As I'm sure you know, there are DOZENS of ways to do this type of game, and it would vary by your expertise (if you had some), however your original list of "tech to use" was a sound set of tech that is A) used for this type of thing a lot .. and B) used TOGETHER with each other a lot ... and therefore C) has a LOT of online help available ... so it is a good choice.
Don't let yourself worry too much about doing things the RIGHT way at this point ... until you get something at all satisfying DONE, BY YOUR OWN HAND ... don't judge how it should be done, just try to do it BY ANY MEANS POSSIBLE.
For the client UI (in a browser) you are going to pretty much have to use either: HTML, CSS and Javascript ... or else Adobe Flash, which requires the client to have installed the flash player to play your game ... those are really the only 2 options ... both are great ... 5-10 years ago most the simple cool games would have been Flash (which uses the language ActionScript), but recently HTML (XHTML or HTML 5 specifically) is getting to be more popular. Neither one is a bad choice at all .... just spend 2-10 days trying the tutorials of 1 and see how it goes. If you hate it ... try the other ... but after you've tried both, if you hate them both ... pick one anyway.
For the server side there are too many good choices to list. But PHP and MySQL would have been the best cheap indie choice 5-10 years ago for sure, and is still fine.
For Data - You can now use ANY of the SQL backends (MySQL, PostgressQL, MS SQL Server Express or SQL Anywhere, SQLlite) or even NoSQL options like MongoDB (and many others I've never used). That said, the issue is not which DB you pick, that won't matter (except of course the choices between SQL based and NON-SQL based, which does matter). The issue will be - learning RELATIONAL DATABASE MODELING / DESIGN well enough to organize your data in a way that doesn't suck for your game / goals. Given a decent data model, I can use ANY of the existing tools with almost no issues. So my recommendation is A) pick a tool (like MySQL) and use it ... but mainly just use simple standard ANSI SQL - don't bother learning any more custom MySQL specific stuff than you absolutely have to.
For Langauge - You can use ANY decent server supported languages. 5-10 years ago that would be either PHP, Perl, Python, ruby ... or Java or C#. Today it's basically the same list ... except most people don't use Perl for server code much anymore.
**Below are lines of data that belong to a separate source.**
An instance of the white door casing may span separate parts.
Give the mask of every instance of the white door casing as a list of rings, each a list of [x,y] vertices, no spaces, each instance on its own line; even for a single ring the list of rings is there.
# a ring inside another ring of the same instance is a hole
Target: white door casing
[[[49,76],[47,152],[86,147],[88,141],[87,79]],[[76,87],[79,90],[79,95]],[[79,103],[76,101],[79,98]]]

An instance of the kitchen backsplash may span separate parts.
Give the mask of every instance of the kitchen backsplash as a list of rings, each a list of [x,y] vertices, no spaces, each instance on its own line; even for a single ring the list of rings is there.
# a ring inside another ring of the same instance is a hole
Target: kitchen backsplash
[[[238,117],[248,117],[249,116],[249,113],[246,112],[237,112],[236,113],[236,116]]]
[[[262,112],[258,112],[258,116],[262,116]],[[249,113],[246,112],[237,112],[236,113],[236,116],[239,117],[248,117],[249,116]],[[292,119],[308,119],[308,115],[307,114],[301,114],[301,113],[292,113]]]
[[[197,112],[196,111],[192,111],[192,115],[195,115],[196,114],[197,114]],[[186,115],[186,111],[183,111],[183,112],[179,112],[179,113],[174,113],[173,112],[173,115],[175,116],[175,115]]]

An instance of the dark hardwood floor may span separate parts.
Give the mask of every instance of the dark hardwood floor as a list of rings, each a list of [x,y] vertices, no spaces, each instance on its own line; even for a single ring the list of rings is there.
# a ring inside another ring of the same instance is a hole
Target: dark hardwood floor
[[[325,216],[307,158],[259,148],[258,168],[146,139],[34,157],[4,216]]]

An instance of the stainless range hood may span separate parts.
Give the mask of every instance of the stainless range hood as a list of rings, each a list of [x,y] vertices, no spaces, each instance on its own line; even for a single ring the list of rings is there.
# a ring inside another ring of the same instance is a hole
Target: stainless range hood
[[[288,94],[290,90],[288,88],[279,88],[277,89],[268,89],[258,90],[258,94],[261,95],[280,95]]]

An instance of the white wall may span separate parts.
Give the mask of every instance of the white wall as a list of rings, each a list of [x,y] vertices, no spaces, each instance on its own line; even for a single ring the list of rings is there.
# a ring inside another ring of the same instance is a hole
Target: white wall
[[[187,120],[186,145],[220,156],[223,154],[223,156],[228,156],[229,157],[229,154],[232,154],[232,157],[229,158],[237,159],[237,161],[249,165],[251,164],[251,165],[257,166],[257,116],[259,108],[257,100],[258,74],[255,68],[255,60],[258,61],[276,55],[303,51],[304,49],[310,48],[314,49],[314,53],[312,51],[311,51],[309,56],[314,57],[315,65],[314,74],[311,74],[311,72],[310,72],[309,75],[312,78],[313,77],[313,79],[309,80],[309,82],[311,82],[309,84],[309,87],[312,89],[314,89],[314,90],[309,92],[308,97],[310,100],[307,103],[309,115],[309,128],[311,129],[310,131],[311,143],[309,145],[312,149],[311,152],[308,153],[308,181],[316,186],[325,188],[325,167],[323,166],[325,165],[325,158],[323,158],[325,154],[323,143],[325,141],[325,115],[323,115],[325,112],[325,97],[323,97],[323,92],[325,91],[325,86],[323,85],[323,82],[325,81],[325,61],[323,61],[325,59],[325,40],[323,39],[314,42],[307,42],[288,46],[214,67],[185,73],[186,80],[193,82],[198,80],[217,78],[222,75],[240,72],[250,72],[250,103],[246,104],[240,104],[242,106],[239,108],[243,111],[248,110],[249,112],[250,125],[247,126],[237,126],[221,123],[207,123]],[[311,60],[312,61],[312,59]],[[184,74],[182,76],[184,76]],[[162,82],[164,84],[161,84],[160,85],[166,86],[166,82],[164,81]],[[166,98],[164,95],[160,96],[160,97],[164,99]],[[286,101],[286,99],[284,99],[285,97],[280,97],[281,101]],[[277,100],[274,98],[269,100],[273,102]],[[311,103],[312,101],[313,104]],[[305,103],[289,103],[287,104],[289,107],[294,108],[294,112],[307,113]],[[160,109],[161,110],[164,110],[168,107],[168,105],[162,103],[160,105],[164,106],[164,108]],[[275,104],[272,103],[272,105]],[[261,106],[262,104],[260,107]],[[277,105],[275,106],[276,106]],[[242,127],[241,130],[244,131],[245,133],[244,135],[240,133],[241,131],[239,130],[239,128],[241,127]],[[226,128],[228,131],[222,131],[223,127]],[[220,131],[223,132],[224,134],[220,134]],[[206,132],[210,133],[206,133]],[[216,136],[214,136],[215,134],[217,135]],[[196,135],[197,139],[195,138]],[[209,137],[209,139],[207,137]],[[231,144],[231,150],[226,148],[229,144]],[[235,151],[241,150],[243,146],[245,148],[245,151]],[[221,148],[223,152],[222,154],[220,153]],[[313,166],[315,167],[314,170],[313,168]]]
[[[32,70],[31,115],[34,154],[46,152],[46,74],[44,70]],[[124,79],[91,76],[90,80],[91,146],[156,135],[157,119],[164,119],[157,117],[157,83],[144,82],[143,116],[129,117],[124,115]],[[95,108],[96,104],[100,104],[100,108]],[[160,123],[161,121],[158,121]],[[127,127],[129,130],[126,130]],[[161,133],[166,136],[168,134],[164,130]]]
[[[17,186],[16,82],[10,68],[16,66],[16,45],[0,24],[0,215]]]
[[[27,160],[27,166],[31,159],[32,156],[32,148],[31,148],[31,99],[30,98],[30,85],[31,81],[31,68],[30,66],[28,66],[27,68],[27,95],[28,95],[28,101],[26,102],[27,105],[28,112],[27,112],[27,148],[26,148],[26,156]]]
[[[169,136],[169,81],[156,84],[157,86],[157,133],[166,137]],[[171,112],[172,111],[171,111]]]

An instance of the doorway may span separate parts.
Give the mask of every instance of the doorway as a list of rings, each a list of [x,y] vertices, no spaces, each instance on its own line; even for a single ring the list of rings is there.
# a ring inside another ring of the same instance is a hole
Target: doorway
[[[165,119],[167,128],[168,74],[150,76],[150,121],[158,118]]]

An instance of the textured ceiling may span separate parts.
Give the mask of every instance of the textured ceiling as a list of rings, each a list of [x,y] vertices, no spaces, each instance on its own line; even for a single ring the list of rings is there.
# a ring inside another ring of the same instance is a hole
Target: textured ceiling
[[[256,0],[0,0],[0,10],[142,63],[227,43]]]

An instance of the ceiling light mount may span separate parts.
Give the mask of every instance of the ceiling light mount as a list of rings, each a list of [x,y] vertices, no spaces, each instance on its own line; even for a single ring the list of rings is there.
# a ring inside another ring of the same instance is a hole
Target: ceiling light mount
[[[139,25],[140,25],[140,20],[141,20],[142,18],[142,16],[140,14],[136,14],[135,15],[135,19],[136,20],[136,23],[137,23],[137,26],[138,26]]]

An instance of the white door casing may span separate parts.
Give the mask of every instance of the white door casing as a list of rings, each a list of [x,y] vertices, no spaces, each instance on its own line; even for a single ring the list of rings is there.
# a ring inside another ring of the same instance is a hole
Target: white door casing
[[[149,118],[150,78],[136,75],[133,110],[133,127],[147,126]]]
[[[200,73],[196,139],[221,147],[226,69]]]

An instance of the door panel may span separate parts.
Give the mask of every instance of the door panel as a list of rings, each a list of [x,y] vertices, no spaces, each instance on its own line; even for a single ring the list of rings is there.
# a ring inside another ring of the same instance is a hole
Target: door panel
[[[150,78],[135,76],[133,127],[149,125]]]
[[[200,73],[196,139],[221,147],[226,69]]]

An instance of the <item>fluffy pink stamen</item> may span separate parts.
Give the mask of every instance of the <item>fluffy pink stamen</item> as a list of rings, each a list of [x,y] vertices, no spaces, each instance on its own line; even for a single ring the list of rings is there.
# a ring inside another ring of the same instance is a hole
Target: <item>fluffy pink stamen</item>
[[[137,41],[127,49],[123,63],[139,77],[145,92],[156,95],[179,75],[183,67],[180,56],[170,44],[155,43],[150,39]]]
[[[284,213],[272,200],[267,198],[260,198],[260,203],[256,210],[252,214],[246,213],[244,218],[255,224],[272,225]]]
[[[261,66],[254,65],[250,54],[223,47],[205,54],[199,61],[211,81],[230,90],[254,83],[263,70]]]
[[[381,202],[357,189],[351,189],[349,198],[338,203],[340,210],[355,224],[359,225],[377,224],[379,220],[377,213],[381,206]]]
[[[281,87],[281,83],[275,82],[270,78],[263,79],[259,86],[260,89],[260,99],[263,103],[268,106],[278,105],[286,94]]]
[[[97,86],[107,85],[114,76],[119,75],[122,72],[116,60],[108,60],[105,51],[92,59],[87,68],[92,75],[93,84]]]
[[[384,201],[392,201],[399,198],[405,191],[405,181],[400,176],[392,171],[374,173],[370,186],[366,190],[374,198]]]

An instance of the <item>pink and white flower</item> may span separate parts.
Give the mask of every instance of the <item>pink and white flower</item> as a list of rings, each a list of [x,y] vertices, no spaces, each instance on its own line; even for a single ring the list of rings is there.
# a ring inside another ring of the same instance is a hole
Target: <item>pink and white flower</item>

PHP is extremely easy to use for small programs. Python and ruby are similar but harder to start with ... however better for bigger programs. C# (and probably Java) are great programming languages for programmers ... which I am, so I prefer C# ... but less good for people who aren't professional programmers. If you want to learn programming in general, I recommend C#, PHP, Python or Javascript as good starting points ... but if you want to get stuff done on a webgame quickly .. I'd skip C# (even though its my personal favorite).